Pleas in law and main arguments
In support of the action, the applicant relies on nine pleas in law.
First plea in law, with regard to the non-enforcement of debts by the Romanian Authority for State Assets Management, alleging manifest error of assessment by deciding that that measure provided an economic advantage within the meaning of Article107(1) TFEU.
Second plea in law, with regard to the aforesaid measure of non-enforcement of debts, alleging that the defendant failed, in violation of Article 296(2) TFUE, to provide sufficient reasoning with respect to the State aid classification of that measure.
Third plea in law, with regard to the alleged grant of aid by means of the continued supply of electricity to the applicant and further accumulation of debt by a third party after the failed privatisation of the applicant, alleging manifest error of assessment by deciding that that measure provided an economic advantage within the meaning of Article107(1) TFEU.

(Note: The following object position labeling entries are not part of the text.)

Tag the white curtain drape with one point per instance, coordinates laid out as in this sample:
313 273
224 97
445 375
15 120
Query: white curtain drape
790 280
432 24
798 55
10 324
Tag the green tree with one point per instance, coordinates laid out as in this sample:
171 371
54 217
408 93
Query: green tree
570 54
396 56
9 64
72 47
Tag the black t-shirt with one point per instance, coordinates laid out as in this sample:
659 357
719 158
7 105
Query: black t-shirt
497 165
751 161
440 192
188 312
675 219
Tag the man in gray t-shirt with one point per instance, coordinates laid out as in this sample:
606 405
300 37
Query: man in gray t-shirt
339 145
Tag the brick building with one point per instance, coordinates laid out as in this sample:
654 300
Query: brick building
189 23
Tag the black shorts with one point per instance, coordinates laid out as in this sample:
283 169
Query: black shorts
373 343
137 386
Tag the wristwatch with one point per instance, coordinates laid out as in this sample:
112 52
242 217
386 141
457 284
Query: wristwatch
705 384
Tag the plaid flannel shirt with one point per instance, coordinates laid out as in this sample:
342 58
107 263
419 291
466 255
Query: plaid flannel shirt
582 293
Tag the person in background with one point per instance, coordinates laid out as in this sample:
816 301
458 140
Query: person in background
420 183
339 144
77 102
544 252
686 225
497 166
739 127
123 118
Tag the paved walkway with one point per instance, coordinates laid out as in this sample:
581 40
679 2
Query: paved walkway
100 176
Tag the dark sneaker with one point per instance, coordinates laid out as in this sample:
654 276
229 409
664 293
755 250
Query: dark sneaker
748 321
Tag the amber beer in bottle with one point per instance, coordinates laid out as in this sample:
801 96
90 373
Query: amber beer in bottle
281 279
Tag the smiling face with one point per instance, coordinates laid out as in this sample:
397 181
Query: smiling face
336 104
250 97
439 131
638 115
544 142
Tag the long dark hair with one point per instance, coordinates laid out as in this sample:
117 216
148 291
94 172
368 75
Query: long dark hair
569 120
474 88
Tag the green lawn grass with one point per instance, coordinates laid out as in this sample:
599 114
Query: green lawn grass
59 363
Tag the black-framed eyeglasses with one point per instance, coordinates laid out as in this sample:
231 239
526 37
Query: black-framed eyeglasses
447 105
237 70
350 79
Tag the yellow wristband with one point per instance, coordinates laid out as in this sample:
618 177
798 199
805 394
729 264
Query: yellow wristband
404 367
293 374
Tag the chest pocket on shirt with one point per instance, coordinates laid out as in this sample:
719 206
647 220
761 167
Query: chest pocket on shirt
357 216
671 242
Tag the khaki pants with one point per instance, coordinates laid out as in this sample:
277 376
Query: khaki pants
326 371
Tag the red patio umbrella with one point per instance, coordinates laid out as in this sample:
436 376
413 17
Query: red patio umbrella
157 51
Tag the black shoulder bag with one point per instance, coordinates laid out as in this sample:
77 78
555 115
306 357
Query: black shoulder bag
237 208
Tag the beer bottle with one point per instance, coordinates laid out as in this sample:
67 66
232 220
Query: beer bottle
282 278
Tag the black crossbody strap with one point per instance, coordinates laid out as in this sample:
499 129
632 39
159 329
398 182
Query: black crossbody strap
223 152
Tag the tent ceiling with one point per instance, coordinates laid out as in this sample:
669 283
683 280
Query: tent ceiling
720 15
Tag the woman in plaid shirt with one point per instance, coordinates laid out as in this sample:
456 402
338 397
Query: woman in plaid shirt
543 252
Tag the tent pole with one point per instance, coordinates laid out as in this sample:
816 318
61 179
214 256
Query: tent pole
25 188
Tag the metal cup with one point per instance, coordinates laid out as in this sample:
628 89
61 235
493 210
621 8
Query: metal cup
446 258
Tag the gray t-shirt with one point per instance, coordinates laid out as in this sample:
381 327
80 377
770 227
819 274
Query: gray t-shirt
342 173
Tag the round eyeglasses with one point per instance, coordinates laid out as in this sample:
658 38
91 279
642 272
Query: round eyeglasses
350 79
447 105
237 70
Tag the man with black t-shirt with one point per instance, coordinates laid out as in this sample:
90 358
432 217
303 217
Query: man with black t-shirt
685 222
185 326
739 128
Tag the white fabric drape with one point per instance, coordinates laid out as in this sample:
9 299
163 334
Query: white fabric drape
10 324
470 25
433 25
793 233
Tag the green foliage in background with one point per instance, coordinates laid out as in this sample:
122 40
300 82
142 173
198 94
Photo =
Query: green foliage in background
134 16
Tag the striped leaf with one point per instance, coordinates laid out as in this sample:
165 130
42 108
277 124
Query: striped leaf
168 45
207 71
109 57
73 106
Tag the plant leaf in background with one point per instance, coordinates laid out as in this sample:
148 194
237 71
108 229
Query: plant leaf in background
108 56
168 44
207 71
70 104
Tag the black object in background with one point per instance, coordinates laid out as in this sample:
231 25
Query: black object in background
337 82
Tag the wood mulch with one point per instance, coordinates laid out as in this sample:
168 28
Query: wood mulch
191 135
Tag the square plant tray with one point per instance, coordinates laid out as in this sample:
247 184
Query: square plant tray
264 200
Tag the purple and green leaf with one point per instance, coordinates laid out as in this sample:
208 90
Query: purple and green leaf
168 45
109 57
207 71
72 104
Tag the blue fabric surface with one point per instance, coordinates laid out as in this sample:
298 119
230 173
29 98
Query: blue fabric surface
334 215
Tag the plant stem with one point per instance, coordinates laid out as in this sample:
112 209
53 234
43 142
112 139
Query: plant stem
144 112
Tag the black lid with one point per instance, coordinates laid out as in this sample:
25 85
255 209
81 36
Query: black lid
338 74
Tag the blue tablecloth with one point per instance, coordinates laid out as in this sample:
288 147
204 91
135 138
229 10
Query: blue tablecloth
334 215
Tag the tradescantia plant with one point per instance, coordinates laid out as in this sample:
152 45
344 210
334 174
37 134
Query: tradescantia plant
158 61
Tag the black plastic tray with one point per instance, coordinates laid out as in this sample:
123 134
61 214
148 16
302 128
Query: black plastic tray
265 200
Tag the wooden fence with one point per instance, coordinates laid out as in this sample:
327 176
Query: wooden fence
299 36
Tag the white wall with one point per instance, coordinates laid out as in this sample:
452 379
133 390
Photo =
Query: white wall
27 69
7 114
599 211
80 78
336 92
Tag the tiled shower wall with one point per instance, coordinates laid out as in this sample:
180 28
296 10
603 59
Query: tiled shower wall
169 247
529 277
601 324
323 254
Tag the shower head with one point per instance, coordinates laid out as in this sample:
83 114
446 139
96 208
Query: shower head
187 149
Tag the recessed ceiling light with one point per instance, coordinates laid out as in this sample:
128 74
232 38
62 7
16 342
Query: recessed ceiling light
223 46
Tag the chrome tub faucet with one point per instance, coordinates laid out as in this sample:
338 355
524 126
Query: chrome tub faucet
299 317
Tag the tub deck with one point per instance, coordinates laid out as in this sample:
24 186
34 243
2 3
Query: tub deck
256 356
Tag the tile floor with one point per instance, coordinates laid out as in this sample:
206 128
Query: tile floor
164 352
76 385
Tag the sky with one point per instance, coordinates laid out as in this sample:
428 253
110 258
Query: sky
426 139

Fourth plea in law, with regard to the aforesaid measure of continued supply of electricity and accumulation of debt by a third party, alleging infringement of Article296(2) TFEU.
Fifth plea in law, with regard to the partial debt cancellation envisaged by the reorganisation plan approved by the applicant’s creditors, alleging a manifest error of assessment by deciding that the debt cancellation was a transfer of State resources, to the extent that a third party private undertaking was involved.
Sixth plea in law, alleging that, in any case, the aforesaid debt cancellation was not imputable to the State as far as the public companies involved were concerned.
Seventh plea in law, alleging that the aforesaid debt cancellation passed the private creditor test, since the most important private creditors had voted for the reorganisation plan (pari passu), the reorganisation plan was economically more favourable for the public creditors than a liquidation scenario, and under the revised reorganisation plan the company was actually sold in asset bundles – a scenario which the Commission had praised as the best option in its decision.
Eighth plea in law, alleging, with regard to the partial debt cancellation measure, that the defendant infringed Article296(2) TFUE.
Ninth plea in law, alleging, with regard to the partial debt cancellation measure, that the Commission infringed Article107(1) and 108(2) TFEU, as well as the Procedural Regulation, 2 by ordering the recovery of the total amount of the debt cancellation, albeit that, even under the defendant’s own (wrong) calculations of its hypothetical best case scenario, it was clear that the public creditors could not achieve much more than they actually achieved under the revised reorganisation plan.